By: THE ASSOCIATED PRESS
Legislators in Somalia are meeting Sunday to elect the country’s president in the capital, Mogadishu, which is under lockdown measures aimed at preventing deadly militant attacks.
Some 36 candidates are vying for the presidency, including incumbent leader Mohamed Abdullahi Mohamed and two of his predecessors: Hassan Sheikh Mohamud and Sharif Sheikh Ahmed. The leader of the regional state of Puntland, Said Dani, is also seen as a frontrunner. The large field of candidates includes one woman, Fawzia Yusuf Haji Adam, a lawmaker who once served as Somalia’s foreign minister.
Voting is taking place inside a tent in an airport hangar within the Halane military camp, which is protected by African Union peacekeepers. The voting process is expected to last until late Sunday, especially if second and third rounds of balloting are needed. To win in the first round, a candidate must secure two-thirds of the vote, or 219 ballots.
To discourage extremist violence from disrupting the elections, Somali police put Mogadishu, the scene of regular attacks by the Islamic rebel group al-Shabab, under a lockdown that started at 9 p.m. on Saturday. It means most residents must stay at home until the lockdown lifts on Monday morning, according to police.
“Movements are entirely prohibited, including traffic, businesses, schools and even people,” said police spokesman Abdifatah Adan Hassan.
Analysts say the current president Mohamed — who also is known as Farmaajo because of his appetite for Italian cheese — faces an uphill battle to be reelected. No sitting president has ever won reelection in the Horn of Africa nation, where rival clans battle intensely for political power.
The goal of a direct, one-person-one-vote election in Somalia, a country of about 12 million people, remains elusive largely because of the widespread extremist violence. Authorities had planned a direct election this time but, instead, the federal government and states agreed on another “indirect election,” with lawmakers elected by community leaders — delegates of powerful clans — in each member state.
All 329 lawmakers of both chambers of parliament will pick the president by secret ballot.
“We urge the parliamentarians to vote their conscience by choosing the candidate they believe offers the policies and leadership qualities to advance peace, stability, prosperity, and sound governance in the years ahead,” The U.N. Assistance Mission in Somalia and others in the international community said in a statement late Saturday.
Despite its persistent insecurity, Somalia has had peaceful changes of leadership every four years since 2000, and it has the distinction of having Africa’s first democratically elected president to peacefully step down, Aden Abdulle Osman in 1967.
Mohamed’s four-year term expired in February 2021, but he stayed in office after the lower house of parliament approved a two-year extension of his mandate and that of the federal government, drawing fury from Senate leaders and criticism from the international community.
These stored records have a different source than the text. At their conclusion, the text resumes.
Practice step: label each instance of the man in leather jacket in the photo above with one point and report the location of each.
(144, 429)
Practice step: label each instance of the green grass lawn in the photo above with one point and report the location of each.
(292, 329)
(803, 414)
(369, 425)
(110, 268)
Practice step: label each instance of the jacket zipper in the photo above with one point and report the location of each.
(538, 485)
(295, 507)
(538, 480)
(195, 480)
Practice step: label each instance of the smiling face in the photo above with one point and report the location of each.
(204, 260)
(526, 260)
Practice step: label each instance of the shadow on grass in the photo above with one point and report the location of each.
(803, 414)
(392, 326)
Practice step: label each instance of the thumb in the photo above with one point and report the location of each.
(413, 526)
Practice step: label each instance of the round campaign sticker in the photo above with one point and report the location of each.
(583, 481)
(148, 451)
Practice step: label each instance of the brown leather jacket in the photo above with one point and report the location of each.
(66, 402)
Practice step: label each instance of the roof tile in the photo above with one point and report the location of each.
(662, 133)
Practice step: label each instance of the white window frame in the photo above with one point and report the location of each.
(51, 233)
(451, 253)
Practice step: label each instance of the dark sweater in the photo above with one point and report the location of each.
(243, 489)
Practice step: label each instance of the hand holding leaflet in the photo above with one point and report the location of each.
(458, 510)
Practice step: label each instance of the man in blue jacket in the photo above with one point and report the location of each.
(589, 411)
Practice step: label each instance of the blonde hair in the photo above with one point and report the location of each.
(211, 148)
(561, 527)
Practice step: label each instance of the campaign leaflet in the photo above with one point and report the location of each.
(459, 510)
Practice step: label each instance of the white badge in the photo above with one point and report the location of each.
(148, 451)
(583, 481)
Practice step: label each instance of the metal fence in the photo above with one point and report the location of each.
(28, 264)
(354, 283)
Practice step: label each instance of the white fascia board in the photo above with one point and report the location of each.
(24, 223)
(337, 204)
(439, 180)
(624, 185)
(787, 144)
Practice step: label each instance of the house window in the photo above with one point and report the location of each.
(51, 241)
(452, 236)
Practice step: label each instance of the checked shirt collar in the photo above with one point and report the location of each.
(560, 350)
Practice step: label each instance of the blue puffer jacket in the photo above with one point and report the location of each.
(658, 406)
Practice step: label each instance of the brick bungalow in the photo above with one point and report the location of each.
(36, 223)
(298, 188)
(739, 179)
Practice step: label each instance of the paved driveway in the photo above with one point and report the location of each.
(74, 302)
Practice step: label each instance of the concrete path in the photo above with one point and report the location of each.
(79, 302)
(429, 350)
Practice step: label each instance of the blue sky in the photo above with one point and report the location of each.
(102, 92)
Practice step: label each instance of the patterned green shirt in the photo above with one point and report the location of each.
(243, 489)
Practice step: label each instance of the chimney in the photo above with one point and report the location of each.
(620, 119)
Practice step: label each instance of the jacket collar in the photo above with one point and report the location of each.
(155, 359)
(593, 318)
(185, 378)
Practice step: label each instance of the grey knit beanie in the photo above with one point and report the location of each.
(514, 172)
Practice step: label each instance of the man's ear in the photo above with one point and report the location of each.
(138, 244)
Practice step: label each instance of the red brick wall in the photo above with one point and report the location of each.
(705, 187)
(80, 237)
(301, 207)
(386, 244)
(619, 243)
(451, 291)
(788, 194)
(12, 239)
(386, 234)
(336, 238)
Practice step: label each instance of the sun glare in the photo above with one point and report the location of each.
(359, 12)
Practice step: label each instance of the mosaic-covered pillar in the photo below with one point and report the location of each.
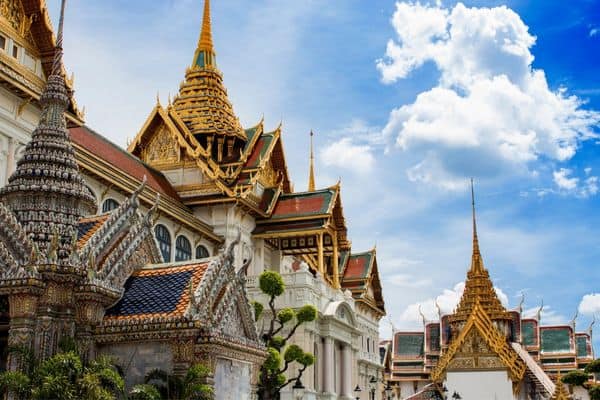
(21, 333)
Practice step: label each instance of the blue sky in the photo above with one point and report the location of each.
(408, 101)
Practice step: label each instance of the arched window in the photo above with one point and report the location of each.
(183, 249)
(164, 241)
(109, 205)
(201, 252)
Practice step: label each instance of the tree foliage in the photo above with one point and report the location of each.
(282, 325)
(62, 377)
(593, 367)
(594, 392)
(192, 386)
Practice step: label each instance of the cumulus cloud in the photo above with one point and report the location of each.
(346, 153)
(549, 316)
(569, 184)
(563, 181)
(590, 304)
(491, 113)
(447, 302)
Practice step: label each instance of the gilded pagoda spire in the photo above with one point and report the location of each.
(478, 286)
(560, 392)
(46, 192)
(202, 102)
(311, 172)
(205, 41)
(476, 260)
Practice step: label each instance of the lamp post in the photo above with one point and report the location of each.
(372, 386)
(388, 391)
(357, 391)
(298, 390)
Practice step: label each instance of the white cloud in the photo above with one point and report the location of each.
(563, 181)
(491, 113)
(345, 153)
(549, 316)
(590, 304)
(571, 185)
(447, 302)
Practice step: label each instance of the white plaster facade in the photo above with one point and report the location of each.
(337, 339)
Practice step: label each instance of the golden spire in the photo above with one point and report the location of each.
(202, 102)
(205, 56)
(311, 172)
(478, 286)
(205, 41)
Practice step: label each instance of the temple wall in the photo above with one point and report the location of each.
(17, 121)
(478, 385)
(137, 359)
(232, 380)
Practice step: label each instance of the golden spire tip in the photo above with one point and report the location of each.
(311, 172)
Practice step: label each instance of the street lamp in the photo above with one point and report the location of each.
(388, 391)
(357, 391)
(372, 385)
(298, 390)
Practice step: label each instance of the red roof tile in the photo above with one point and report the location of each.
(119, 158)
(303, 204)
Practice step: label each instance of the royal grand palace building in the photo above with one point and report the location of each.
(151, 254)
(484, 351)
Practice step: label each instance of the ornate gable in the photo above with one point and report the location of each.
(480, 346)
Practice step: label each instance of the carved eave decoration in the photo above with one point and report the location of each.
(480, 326)
(218, 312)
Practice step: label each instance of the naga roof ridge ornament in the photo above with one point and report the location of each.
(478, 285)
(46, 192)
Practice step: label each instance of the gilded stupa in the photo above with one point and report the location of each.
(202, 102)
(478, 286)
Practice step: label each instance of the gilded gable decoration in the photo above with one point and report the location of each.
(161, 148)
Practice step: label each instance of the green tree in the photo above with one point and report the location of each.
(192, 386)
(282, 326)
(594, 392)
(593, 367)
(62, 377)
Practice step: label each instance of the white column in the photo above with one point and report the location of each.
(328, 381)
(347, 366)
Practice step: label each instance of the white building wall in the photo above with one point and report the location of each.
(480, 385)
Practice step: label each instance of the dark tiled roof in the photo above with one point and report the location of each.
(157, 292)
(304, 204)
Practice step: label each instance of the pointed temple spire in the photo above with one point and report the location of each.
(479, 288)
(205, 53)
(202, 102)
(311, 172)
(46, 192)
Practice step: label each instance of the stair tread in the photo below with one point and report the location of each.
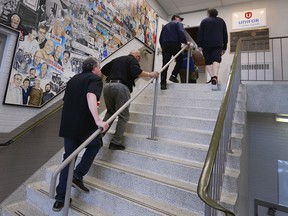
(175, 116)
(96, 184)
(77, 207)
(25, 208)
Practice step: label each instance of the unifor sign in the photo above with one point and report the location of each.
(249, 19)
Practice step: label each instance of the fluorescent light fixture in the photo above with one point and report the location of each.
(281, 118)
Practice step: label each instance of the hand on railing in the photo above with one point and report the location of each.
(103, 124)
(154, 74)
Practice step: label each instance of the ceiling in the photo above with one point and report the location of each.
(187, 6)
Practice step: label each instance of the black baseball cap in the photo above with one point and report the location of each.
(176, 16)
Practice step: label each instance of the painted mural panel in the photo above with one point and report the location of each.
(55, 37)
The poll delay triggered an exchange of gunfire in April 2021 between soldiers loyal to the government and others angry over what they saw as the president’s unlawful extension of his mandate.
Somalia began to fall apart in 1991, when warlords ousted dictator Siad Barre and then turned on each other. Years of conflict and al-Shabab attacks, along with famine, have shattered the country which has a long, strategic coastline by the Indian Ocean.
Ordinary Somalis are waiting for Sunday’s election outcome with bated breath.
“Today is a historic day which will determine who will rule the country for next four years. We pray for a president who can take Somalia out of its current situation to a promising and prosperous future,” said Mogadishu resident Abdi Mohamed. “Allah knows best and we ask for his guidance and mercy.”